What does Urnfield show about values of Tormead School?

Good morning prospective Tormead parents! We hope you have a lovely open day in glorious sunshine. If you visit the Urnfield you will see it (almost) at its best…glossy with melted frost, woodpeckers in the trees to the north, just a hint of bud, and misty views all the way to the City of London. How lucky the school is to be custodian of such a beautiful green site. And did you know it is in the nationally protected Surrey Hills Area of Outstanding Natural Beauty (now called National Landscape)?

You may like to know that the Surrey Hills Board is starting to consider the ambition and scope of the new 5 year Management Plan for the whole area that will be developed in 2024. This is a statutory requirement of all protected landscapes – National Parks and National Landscapes – and the new plan could not come at a more important time. Climate crisis, nature emergency, mental health challenges particularly amongst young people, and lots of evidence for nature-based solutions for a whole range of societal ills. “Nature-based solutions” does not include artificial hockey pitches illuminated by bright floodlights, by the way.

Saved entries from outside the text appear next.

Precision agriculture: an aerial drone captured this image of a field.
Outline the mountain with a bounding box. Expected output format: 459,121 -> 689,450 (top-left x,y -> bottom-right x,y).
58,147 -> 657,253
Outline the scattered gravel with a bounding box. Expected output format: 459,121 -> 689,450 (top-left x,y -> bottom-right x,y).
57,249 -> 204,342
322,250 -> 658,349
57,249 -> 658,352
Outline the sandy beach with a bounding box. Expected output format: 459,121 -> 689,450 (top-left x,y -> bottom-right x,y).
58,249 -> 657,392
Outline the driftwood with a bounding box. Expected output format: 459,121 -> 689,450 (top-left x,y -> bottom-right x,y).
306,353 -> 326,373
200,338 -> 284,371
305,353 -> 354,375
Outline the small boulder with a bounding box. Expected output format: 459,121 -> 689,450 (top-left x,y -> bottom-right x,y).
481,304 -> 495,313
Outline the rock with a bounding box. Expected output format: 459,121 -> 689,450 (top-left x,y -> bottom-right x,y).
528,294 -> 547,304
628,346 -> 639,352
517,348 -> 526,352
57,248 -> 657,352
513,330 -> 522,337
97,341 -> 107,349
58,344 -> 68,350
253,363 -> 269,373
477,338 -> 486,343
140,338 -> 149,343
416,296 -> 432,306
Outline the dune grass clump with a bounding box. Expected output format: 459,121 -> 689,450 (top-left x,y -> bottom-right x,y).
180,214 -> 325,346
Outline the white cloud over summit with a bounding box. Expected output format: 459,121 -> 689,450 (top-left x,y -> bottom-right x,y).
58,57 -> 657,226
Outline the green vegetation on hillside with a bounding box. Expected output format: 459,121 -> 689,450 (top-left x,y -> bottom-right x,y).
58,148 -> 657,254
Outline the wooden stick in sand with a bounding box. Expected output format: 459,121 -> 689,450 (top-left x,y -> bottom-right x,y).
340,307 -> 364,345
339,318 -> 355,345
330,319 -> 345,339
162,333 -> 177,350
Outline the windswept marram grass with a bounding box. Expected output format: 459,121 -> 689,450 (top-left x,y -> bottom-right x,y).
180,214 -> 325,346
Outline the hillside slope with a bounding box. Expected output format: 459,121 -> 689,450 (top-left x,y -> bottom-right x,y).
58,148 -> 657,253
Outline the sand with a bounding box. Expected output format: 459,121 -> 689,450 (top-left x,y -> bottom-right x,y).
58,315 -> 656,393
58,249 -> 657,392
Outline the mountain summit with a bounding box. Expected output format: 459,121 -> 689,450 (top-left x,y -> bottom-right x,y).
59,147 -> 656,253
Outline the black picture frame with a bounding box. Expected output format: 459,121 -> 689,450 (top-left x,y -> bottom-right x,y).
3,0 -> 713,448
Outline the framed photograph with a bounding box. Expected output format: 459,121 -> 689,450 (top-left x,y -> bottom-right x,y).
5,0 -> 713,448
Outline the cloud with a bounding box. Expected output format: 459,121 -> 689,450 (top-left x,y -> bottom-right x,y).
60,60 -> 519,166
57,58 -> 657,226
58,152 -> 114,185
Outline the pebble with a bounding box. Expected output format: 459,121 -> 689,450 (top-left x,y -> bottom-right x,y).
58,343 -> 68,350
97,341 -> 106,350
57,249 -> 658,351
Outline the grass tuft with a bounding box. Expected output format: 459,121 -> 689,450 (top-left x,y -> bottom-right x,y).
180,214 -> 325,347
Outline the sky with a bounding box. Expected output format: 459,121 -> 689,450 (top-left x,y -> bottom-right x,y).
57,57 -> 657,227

The Surrey Hills Board is using Doughnut Economics to guide its thinking. This model was developed by Kate Raworth, who calls herself a “renegade economist”, and it is a holistic model which challenges us to find a way to thrive as a society and an economy within defined planetary limits, whilst ensuring we meet basic social needs essential for a good life. The point is to ensure the social foundations are covered, and not to breach the ecological ceiling which otherwise will eventually threaten our very existence. Living good lives within considered environmental limits. That’s the (literal) “sweet spot” within the ring of the doughnut.

Where would you place the Urnfield project on your doughnut? Is it required to meet the societal needs of Tormead students? Of Guildford’s young people more broadly? Is it required to provide essential jobs, housing, energy, education or wellbeing even? What about the wellbeing derived from time in greenspace? The potential improvement of existing facilities to benefit a much wider section of the local community?

You’d be hard pressed to argue the case for Urnfield being located anywhere other than outside the ring of the doughnut, breaking right through the ecological ceiling that the doughnut image presents, and shooting way beyond it. Urnfield, and by implication Tormead, is an outlier. This is old thinking, as we have said before. It’s not what most of us would want for our daughters.